- Also known as: E! Daily Pop
- Directed by: Fred Mendes
- Starring: Justin Sylvester; Loni Love; Kym Whitley
- Country of origin: United States
- No. of seasons: 4
- No. of episodes: 888

Production
- Executive producer: Jennifer Lavin
- Production location: NBCUniversal/Comcast
- Camera setup: Multi-camera
- Running time: 60 minutes

Original release
- Network: E!
- Release: May 1, 2017 – September 9, 2022

Related
- Nightly Pop;

= Daily Pop =

American daytime talk show

E! Daily Pop is an American daytime talk show that airs on E!. It premiered on May 1, 2017.

== Premise ==
The show covers pop culture and celebrity news.

== Cast ==
Catt Sadler, Carissa Culiner, and Justin Sylvester were the original hosts when the show premiered.

Sadler left in December 2017 after a pay dispute between herself and fellow co-host Jason Kennedy.

Morgan Stewart started making frequent appearances in early 2018 and later became a full-time host. Stewart also previously appeared on the E! reality series Rich Kids of Beverly Hills.

Culiner left the show on May 5, 2021.

Stewart announced she left the show to focus on hosting Nightly Pop on June 13, 2022.

== Production ==
The show premiered on May 1, 2017. The second season premiered on January 1, 2018.

A second talk show, Nightly Pop, premiered on October 29, 2018. Morgan Stewart stars in the show alongside Hunter March and Nina Parker.

The third season premiered on January 2, 2019.

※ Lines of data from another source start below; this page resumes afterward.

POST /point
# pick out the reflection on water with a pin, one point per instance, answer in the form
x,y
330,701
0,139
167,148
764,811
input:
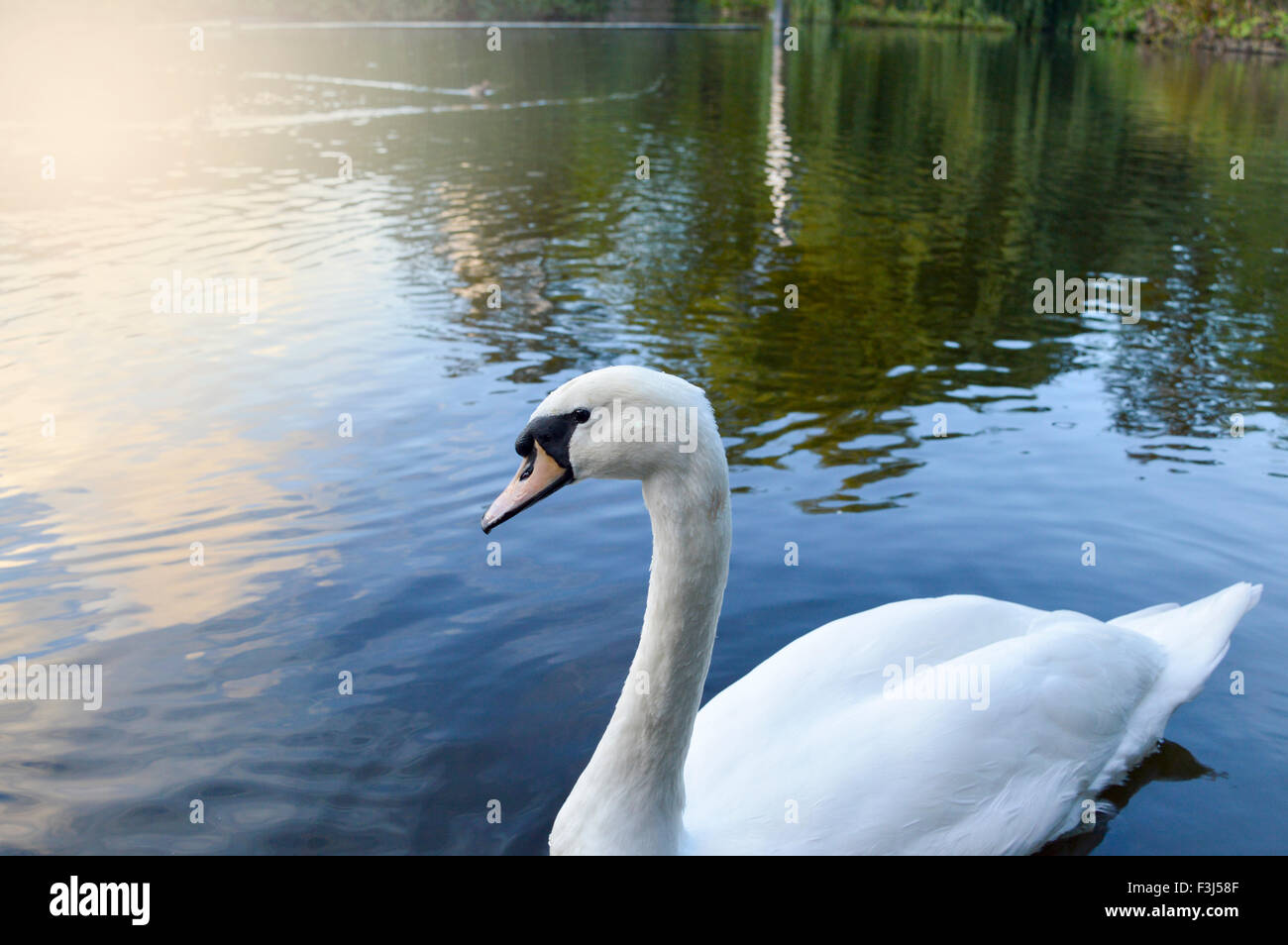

On March 13, 2020, it was announced that starting on March 16, the show would go on hiatus due to the COVID-19 pandemic. The show returned in a pre-taped half-hour format on May 11, 2020, with the hosts broadcasting from home. The show resumed airing live on July 6 while still broadcasting remotely. The show returned to the studio in September 2020, this time sharing a studio with Nightly Pop and Access Hollywood.

On August 26, 2022, It was announced that the show is cancelled and will end production in mid-September. with its last episode air on September 9.